Military Order History

Incorporated in the District of Columbia in January 1919

Originally incorporated as the “American Officers of the Great War,” the name became “The Military Order of the World War” at the very first convention held in Detroit, Michigan, in September of 1920. One of the most significant items of business that was considered at the first convention was the adoption of “The Preamble” to the Constitution of the Order. In its nine tenets, it sets forth the focus and purposes of this organization. The Preamble was written by Captain Francis B. Grevemberg, a Charter Member of the New Orleans Chapter, in 1919, who was a delegate to the 1920 convention. Captain Grevemberg was traveling by train, en route to the Detroit Convention, when he drafted the document on the back of an envelope. The Preamble remains today as written by Captain Grevemberg, and is proudly on display at our National Headquarters, in Alexandria, Virginia.

Granted a Federal Charter by Congress in October 1992

Public Law 102-484, 23 October 1992, Title XVIII, Section 1801, recognized The Military Order of the Military Wars as a corporation and granted to the Order a Federal Charter.

The First Commander in Chief

At the 1920 convention, Major General George H. Harries was elected the first Commander-in-Chief (CINC) and served in that position for five years. Knowing the importance of an informed membership, he published the National Bulletin, now Officer Review, in May 1921. His enlisting and nurturing the active interest of General of the Armies, John J. Pershing, later to become the first Honorary Commander-in-Chief for Life, was a wise, strategic move.

General Pershing: “Your efforts must not stop now…”

In September 1926, at the Sixth National Convention meeting in Philadelphia, General Pershing made the main address. Among his words of inspiration, he said: “You have fought a Great War to make the world safe for Democracy, and to keep this Nation free, but your efforts must not stop now. In the future there will be many forces trying to destroy this freedom, so band together and dedicate yourselves to protecting that freedom you have so valiantly won on the battlefield.” The interest and support given the Order by General Pershing, who believed in maintaining a strong military establishment and a consistent national security policy, afforded the MOWW prestige, power, and influence that gave it impetus and integrity from the beginning. It’s ideal has always been: “It is nobler to serve than to be served” and the way to fulfill that is to: “Take time to serve your country.” The statement of purposes set forth in The Preamble fulfills that ideal when carried out in practice. No other patriotic organization, composed of those who are, or have served, as military officers, embraces a higher statement of principles. The Order transmits all these ideas “…to posterity, under God, and for our Country.” As a result of today, Companions of MOWW do not engage in lobbying for anything of personal value, nor do they engage in any partisan political activities. Early on, General Harries set the standard by insisting, “The work must necessarily be the primary thing … It (the Order) does not exist for a purely social purpose.” That standard still holds.
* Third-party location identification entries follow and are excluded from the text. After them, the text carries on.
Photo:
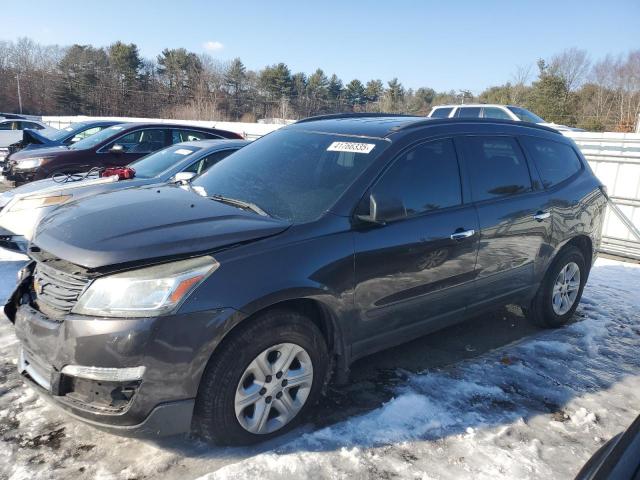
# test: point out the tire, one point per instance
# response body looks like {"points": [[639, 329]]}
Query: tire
{"points": [[236, 374], [546, 310]]}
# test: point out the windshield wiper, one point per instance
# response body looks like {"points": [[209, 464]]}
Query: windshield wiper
{"points": [[240, 204]]}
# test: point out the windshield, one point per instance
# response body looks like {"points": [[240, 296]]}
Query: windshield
{"points": [[526, 115], [291, 174], [155, 163], [94, 140]]}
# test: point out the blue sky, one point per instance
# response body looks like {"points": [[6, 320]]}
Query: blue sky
{"points": [[444, 45]]}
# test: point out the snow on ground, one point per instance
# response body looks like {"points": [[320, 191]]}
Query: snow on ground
{"points": [[535, 408]]}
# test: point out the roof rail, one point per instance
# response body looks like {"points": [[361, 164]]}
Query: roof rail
{"points": [[333, 116], [436, 121]]}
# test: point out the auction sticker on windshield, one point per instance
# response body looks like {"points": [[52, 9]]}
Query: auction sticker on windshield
{"points": [[351, 147]]}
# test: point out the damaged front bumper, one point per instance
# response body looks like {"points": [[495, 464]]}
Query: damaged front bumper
{"points": [[133, 377]]}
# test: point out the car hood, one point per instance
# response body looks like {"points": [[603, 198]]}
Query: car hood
{"points": [[143, 224]]}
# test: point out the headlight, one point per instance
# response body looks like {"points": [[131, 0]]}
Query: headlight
{"points": [[29, 163], [145, 292], [28, 203]]}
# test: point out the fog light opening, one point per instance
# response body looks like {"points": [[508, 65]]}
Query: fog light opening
{"points": [[128, 374]]}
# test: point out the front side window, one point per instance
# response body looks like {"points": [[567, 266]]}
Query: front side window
{"points": [[555, 161], [495, 112], [81, 135], [98, 138], [425, 178], [469, 112], [207, 162], [293, 174], [158, 162], [497, 167], [178, 136], [142, 141], [526, 115], [31, 125], [441, 112]]}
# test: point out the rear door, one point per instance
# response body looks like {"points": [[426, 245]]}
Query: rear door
{"points": [[514, 215], [418, 268]]}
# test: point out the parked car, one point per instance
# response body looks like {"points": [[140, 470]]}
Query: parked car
{"points": [[500, 112], [24, 207], [228, 306], [11, 131], [618, 459], [34, 139], [112, 147]]}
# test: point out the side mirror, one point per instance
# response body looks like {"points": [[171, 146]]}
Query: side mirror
{"points": [[383, 210], [183, 177]]}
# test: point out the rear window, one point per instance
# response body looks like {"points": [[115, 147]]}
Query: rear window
{"points": [[441, 112], [555, 161], [468, 112], [497, 167], [494, 112]]}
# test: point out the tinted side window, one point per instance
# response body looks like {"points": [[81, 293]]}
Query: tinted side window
{"points": [[555, 161], [441, 113], [469, 112], [142, 141], [205, 163], [424, 178], [31, 125], [496, 167], [494, 112], [178, 136]]}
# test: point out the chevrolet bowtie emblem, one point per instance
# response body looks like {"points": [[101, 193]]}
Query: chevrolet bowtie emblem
{"points": [[37, 287]]}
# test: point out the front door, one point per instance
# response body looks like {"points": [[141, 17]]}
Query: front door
{"points": [[418, 268]]}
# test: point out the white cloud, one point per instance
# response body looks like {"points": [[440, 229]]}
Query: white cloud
{"points": [[212, 46]]}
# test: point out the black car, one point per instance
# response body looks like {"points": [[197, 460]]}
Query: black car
{"points": [[33, 139], [115, 146], [618, 459], [228, 306]]}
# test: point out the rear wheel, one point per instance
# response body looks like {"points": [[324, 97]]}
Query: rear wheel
{"points": [[262, 380], [560, 292]]}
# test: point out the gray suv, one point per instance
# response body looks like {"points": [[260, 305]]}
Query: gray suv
{"points": [[226, 307]]}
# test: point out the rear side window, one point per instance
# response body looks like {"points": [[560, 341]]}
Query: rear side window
{"points": [[468, 112], [555, 161], [441, 112], [497, 167], [494, 112], [424, 178]]}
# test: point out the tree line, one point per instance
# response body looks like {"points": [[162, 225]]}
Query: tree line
{"points": [[568, 88]]}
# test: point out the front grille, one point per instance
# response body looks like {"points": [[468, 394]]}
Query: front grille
{"points": [[56, 292]]}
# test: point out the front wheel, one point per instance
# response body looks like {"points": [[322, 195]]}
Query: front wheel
{"points": [[560, 291], [262, 380]]}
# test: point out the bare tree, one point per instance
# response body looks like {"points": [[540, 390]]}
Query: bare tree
{"points": [[572, 65]]}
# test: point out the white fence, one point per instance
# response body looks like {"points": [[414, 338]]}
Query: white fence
{"points": [[614, 157]]}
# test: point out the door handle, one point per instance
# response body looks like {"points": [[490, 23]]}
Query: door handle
{"points": [[462, 235], [541, 216]]}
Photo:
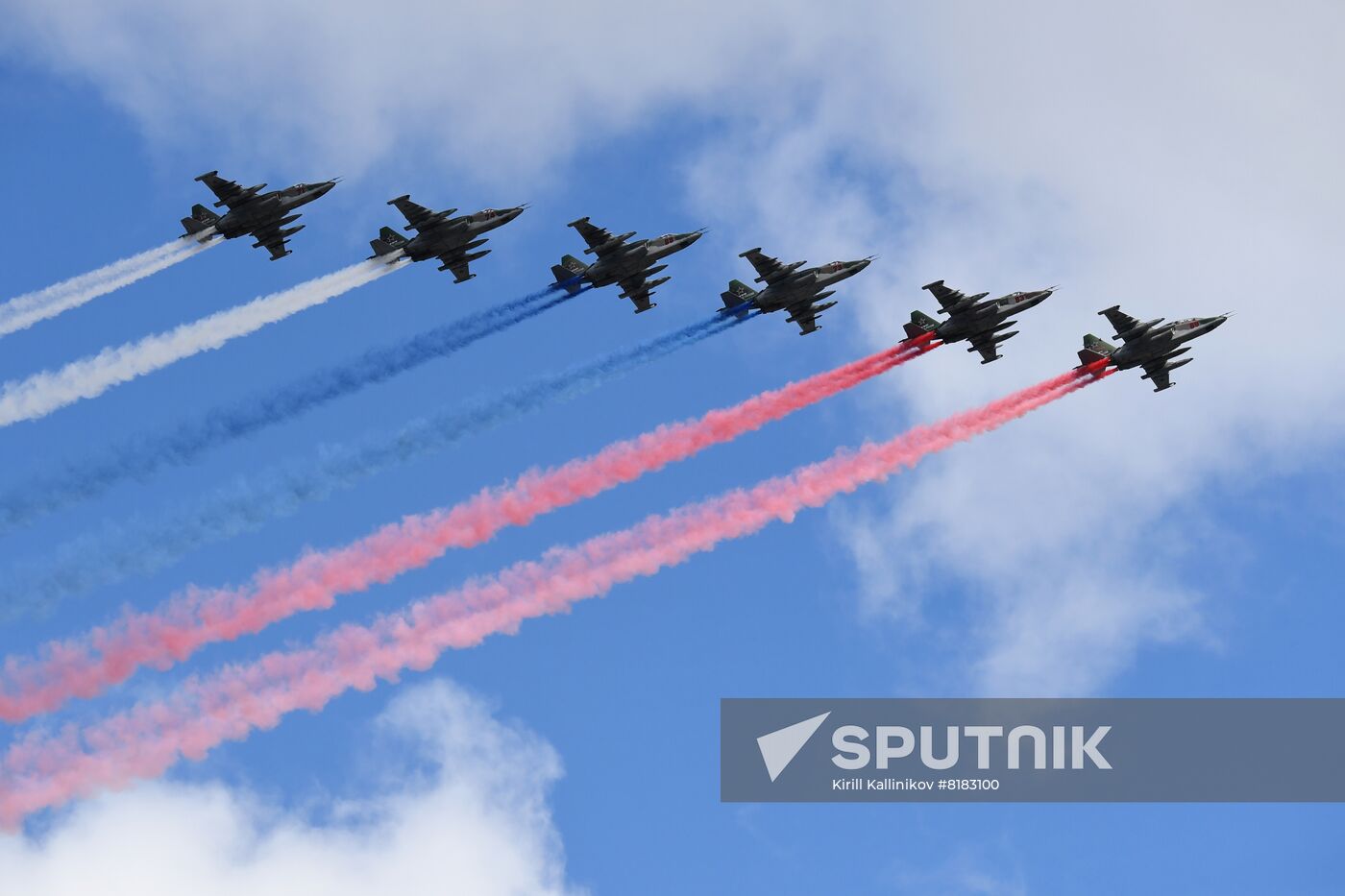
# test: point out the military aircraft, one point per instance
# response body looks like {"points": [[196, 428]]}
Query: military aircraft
{"points": [[979, 321], [628, 264], [251, 211], [441, 235], [791, 288], [1147, 345]]}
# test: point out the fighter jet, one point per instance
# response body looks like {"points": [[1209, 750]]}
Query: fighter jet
{"points": [[1147, 345], [628, 264], [982, 322], [251, 211], [441, 235], [791, 288]]}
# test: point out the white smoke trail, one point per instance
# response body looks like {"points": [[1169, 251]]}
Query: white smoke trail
{"points": [[44, 392], [23, 311]]}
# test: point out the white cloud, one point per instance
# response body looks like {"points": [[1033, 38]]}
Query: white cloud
{"points": [[1177, 159], [1159, 157], [466, 812], [494, 90]]}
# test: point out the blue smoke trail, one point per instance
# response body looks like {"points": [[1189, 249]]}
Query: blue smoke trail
{"points": [[138, 458], [136, 547]]}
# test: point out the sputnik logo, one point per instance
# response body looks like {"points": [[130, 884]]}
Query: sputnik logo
{"points": [[780, 747]]}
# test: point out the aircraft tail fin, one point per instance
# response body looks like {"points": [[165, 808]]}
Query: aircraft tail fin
{"points": [[568, 274], [737, 298], [387, 242], [1095, 350], [920, 325], [202, 218]]}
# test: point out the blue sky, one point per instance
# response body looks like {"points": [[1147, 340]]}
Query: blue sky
{"points": [[625, 689]]}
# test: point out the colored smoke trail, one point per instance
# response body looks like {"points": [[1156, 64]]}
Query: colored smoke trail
{"points": [[23, 311], [130, 547], [89, 376], [159, 638], [184, 443], [42, 770]]}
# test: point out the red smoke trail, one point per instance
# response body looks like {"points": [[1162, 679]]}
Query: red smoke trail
{"points": [[89, 665], [44, 770]]}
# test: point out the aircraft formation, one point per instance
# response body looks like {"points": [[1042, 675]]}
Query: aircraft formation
{"points": [[454, 240], [110, 752]]}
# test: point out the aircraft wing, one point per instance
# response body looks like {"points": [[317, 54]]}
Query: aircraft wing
{"points": [[1157, 373], [947, 296], [636, 288], [1120, 322], [228, 191], [804, 315], [769, 269], [272, 241], [459, 264], [984, 342], [417, 215]]}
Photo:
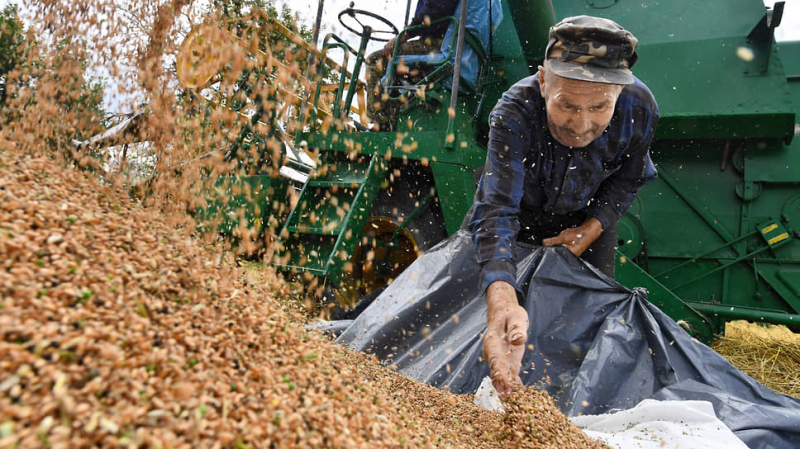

The MOWW was featured on every radio and television station in America…

It was at the 1963 National Convention of MOWW in San Antonio, where the guest of honor Senator Barry Goldwater announced his intention to run for President of the United States. The CINC, Commander Hans von Leden said: “For the first time, the MOWW was featured on every radio and television station in America that night.”

Six U.S. Presidents are Perpetual Members of the Order

The Order has been honored by having several U. S. Presidents as Perpetual Members of the Order. They are Presidents Truman, Eisenhower, Kennedy, Nixon, Ford and Reagan. In addition, Presidents Hoover, Truman, Eisenhower and Reagan were honorary CINCs.